Ce mois-ci, je suis fatiguée des gens qui se cachent derrière leurs écrans pour dire haut et fort ce que jamais ils ne diraient face à une autre personne. Si le commentaire que vous faites, vous n’auriez pas le courage de le dire directement à la personne, abstenez-vous! On dirait que maintenant, tout est permis. Collectivement, on jette des roches quand ça ne fait pas notre affaire, mais des fleurs ça, je n’en vois pas beaucoup passer! Et si pour novembre on se donnait comme objectif de mieux gérer nos réseaux sociaux? Si on en profitait pour faire du vrai cocooning sans avoir le cellulaire au bout des doigts à chaque moment de notre vie? Si au lieu de prendre 56 photos de vos enfants pendant telle activité, vous viviez cette activité avec eux? Si au lieu de regarder votre téléphone, vous échangiez véritablement en face à face avec quelqu’un? Sommes-nous à ce point seul dans nos vies pour être constamment branchés artificiellement aux autres?

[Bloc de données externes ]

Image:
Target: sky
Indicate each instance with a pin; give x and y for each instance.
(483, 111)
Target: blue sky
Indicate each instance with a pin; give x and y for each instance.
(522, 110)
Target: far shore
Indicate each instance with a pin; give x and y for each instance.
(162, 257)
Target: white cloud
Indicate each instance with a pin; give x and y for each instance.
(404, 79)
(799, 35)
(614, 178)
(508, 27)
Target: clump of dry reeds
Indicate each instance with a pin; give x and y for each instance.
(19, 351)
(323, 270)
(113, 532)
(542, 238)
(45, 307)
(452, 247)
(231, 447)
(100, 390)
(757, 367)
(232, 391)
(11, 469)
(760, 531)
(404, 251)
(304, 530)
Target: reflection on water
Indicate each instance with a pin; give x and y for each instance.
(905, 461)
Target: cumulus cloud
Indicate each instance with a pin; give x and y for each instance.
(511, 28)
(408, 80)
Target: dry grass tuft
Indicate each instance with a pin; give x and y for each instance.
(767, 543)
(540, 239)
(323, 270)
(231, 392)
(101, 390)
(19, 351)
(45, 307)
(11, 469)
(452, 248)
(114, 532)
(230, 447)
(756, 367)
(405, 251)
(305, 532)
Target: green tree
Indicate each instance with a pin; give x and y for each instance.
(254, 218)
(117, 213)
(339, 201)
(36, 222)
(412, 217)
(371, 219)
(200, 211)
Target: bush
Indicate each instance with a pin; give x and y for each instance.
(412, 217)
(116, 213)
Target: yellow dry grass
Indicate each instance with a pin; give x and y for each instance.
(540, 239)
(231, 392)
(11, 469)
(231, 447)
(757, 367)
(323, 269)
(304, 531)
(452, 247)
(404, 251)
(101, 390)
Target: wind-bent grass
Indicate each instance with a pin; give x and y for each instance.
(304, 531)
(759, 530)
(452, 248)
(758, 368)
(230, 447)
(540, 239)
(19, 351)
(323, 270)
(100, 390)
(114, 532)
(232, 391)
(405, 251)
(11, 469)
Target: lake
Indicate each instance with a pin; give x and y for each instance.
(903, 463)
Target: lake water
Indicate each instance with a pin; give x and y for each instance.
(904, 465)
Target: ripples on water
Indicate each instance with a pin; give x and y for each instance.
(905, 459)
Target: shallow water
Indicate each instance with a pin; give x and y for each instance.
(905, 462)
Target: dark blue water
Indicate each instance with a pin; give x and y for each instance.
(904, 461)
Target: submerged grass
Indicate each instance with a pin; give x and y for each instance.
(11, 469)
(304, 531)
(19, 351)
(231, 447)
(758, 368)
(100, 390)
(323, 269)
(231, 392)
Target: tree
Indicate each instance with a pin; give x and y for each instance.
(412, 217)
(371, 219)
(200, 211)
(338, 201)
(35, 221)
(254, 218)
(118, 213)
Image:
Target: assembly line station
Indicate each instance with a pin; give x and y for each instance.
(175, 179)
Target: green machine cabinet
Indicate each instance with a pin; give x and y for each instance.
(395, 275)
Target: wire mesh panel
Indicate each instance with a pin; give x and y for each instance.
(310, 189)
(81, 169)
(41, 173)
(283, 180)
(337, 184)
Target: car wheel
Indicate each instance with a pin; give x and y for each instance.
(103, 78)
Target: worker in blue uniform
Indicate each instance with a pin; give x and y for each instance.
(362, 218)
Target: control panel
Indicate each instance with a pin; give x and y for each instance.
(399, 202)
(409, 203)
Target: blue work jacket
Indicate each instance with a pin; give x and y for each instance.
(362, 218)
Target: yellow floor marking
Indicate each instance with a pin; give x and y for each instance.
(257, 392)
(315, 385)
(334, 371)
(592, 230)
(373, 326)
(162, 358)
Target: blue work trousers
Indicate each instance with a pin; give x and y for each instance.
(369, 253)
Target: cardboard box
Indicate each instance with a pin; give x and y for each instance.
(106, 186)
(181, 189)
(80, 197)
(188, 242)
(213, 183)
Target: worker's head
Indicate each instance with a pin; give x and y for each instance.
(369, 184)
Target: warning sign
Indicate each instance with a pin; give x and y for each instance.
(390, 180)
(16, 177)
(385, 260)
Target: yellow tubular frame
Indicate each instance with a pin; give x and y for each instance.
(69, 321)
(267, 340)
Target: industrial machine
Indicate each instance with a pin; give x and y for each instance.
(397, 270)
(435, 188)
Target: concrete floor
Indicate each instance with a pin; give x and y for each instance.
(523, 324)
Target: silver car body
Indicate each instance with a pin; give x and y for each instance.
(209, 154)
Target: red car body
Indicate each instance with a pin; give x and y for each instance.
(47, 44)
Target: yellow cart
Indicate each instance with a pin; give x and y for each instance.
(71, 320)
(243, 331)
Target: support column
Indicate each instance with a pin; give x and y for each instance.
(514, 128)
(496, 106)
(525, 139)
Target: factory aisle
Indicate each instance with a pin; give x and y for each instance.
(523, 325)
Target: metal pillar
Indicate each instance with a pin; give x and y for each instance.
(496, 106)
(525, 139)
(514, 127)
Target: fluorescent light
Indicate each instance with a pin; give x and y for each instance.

Je vous mets au défi, en novembre, de réfléchir à vos besoins en matière d’écran. De vous demander quels besoins, attentes, désirs se cachent derrière tout ça. Fuyez-vous quelque chose qui ne vous plaît pas dans votre vie? Autant les médias sociaux peuvent être un levier extraordinaire pour faire connaître une cause ou venir en aide à des gens, autant cela peut être un lieu de compétition, de comparaison et de voyeurisme malsain. À quoi vous servent les réseaux sociaux? (J’exclus ici ceux qui s’en servent pour travailler, parce que pour plusieurs c’est devenu un outil de travail.)

Dans l’article du journal Le Devoir, on peut lire:

« Au Québec, les élèves du secondaire passent en général 25 heures sur les bancs d’école. Un des principaux constats de l’étude est que le nombre de ceux qui consacrent plus de 35 heures par semaine à leurs écrans — soit l’équivalent de la semaine d’un travailleur — a plus que doublé en cinq ans, passant de 9 à 19 %. Et le nombre de ceux qui y engouffrent 45 heures par semaine a quant à lui plus que triplé, pour passer de 3,3 % à 11 %. » – Institut de la statistique du Québec

Ces chiffres sont assez éloquents et choquants! Que font nos jeunes derrières leurs écrans? La vie ça se passe aussi dehors, en famille, à cuisiner, à apprendre par l’expérience, à vivre des expériences réelles avec des personnes réelles. Bref, mon billet de ce mois-ci m’a permis de prendre conscience de deux choses. 1 : Je réduis mon utilisation des écrans et médias sociaux pour le mois de novembre au complet afin d’observer les effets que ça aura sur ma vie (je vous reviendrai là-dessus, promis). Mon objectif est de consulter mon téléphone ou ordinateur matin et soir seulement pour un maximum de 15 minutes à la fois (j’exclus le temps de travail de bureau sur mon ordinateur, on s’entend ça me prendrait une éternité rédiger mes dossiers à la main!). 2 : Je me fais la promesse de vivre ma vie en temps réel le plus possible et non de la manquer les yeux rivés sur mon téléphone. Quand je serai vieille et fripée, je veux pouvoir raconter et échanger des souvenirs tangibles à mes petits-enfants et avoir la chance de leur raconter comment c’était dans mon temps, comme les grands-parents devraient le faire avec leurs petits-enfants aujourd’hui!